An asymptomatic carrier (healthy carrier or just carrier) is a person or other organism that has contracted an infectious disease, but who displays no symptoms. Although unaffected by the disease themselves, carriers can transmit it to others.[1]

In humans, HIV goes through a long latency period, during which the host is asymptomatic.[2] Many carriers are infected with persistent viruses such as EBV and Cytomegalovirus that only rarely progress to a disease state. Herpes simplex viral infection may also be asymptomatic and can be spread without the originally infected person realising they are infected.[3]

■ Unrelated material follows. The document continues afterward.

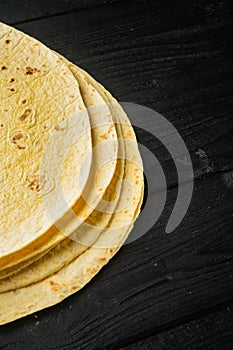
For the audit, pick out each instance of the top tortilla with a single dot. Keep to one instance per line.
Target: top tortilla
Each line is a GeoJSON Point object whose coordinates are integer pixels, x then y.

C. difficile has also been shown to be spread by asymptomatic carriers, and poses significant problems in care home settings.[4]

Mary Mallon, known as "Typhoid Mary", was an asymptomatic carrier of typhoid fever.[5] She worked as a cook for several families in New York City at the beginning of the twentieth century and she also cooked for the soldiers. Several cases of typhoid fever in members of those families were traced to her by the Health Department. It appeared that she "carried" the infectious agent without becoming sick. There was at the time no way of eradicating the disease, and an attempt was made to restrict her from continuing to work as a cook to avoid spreading it to others.

References[edit]

  1. ^ "Dictionary Definition". Retrieved 20 August 2013. 
  2. ^ Siliciano, Robert F. "HIV Latency". Cold Spring Harbor Laboratory Press. Retrieved 20 August 2013. 
  3. ^ "Asymptomatic Herpes". Retrieved 20 August 2013. 
  4. ^ Riggs, M. M.; Sethi, A. K.; Zabarsky, T. F.; Eckstein, E. C.; Jump, R. L. P.; Donskey, C. J. (2007). "Asymptomatic Carriers Are a Potential Source for Transmission of Epidemic and Nonepidemic Clostridium difficile Strains among Long-Term Care Facility Residents". Clinical Infectious Diseases 45 (8): 992–998. doi:10.1086/521854. PMID 17879913.  edit
  5. ^ "Scientists get a handle on what made Typhoid Mary’s infectious microbes tick - See more at: http://med.stanford.edu/ism/2013/august/typhoid.html#sthash.INpMkz0m.dpuf". Retrieved 20 August 2013.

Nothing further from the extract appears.